Re: [RFC v2 PATCH 0/4] speed up page allocation for __GFP_ZERO

From: Liang Li
Date: Tue Dec 22 2020 - 09:43:09 EST


> > =====================================================
> > QEMU use 4K pages, THP is off
> > round1 round2 round3
> > w/o this patch: 23.5s 24.7s 24.6s
> > w/ this patch: 10.2s 10.3s 11.2s
> >
> > QEMU use 4K pages, THP is on
> > round1 round2 round3
> > w/o this patch: 17.9s 14.8s 14.9s
> > w/ this patch: 1.9s 1.8s 1.9s
> > =====================================================
>
> The cost of zeroing pages has to be paid somewhere. You've successfully
> moved it out of this path that you can measure. So now you've put it
> somewhere that you're not measuring. Why is this a win?

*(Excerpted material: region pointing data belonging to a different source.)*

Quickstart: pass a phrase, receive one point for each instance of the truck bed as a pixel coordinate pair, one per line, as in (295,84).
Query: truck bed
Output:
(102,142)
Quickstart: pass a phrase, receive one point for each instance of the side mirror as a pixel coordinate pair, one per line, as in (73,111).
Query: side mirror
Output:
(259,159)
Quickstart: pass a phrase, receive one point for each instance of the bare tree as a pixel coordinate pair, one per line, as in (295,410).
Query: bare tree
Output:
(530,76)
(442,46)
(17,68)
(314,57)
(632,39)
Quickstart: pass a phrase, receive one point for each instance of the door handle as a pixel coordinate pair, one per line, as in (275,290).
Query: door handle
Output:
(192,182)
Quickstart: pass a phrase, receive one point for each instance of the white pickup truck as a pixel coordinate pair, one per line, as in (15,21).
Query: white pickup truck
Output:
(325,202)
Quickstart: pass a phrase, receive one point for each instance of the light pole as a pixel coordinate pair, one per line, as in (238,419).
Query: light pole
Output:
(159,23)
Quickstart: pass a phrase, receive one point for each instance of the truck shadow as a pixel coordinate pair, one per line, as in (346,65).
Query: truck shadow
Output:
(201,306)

Win or not depends on its effect. For our case, it solves the issue that we
faced, so it can be thought as a win for us.
If others don't have the issue we faced, the result will be different,
maybe they
will be affected by the side effect of this feature. I think this is
your concern
behind the question. right? I will try to do more tests and provide more
benchmark performance data.

> > Speed up kernel routine
> > =======================
> > This can’t be guaranteed because we don’t pre zero out all the free pages,
> > but is true for most case. It can help to speed up some important system
> > call just like fork, which will allocate zero pages for building page
> > table. And speed up the process of page fault, especially for huge page
> > fault. The POC of Hugetlb free page pre zero out has been done.
>
> Try kernbench with and without your patch.

OK. Thanks for your suggestion!

Liang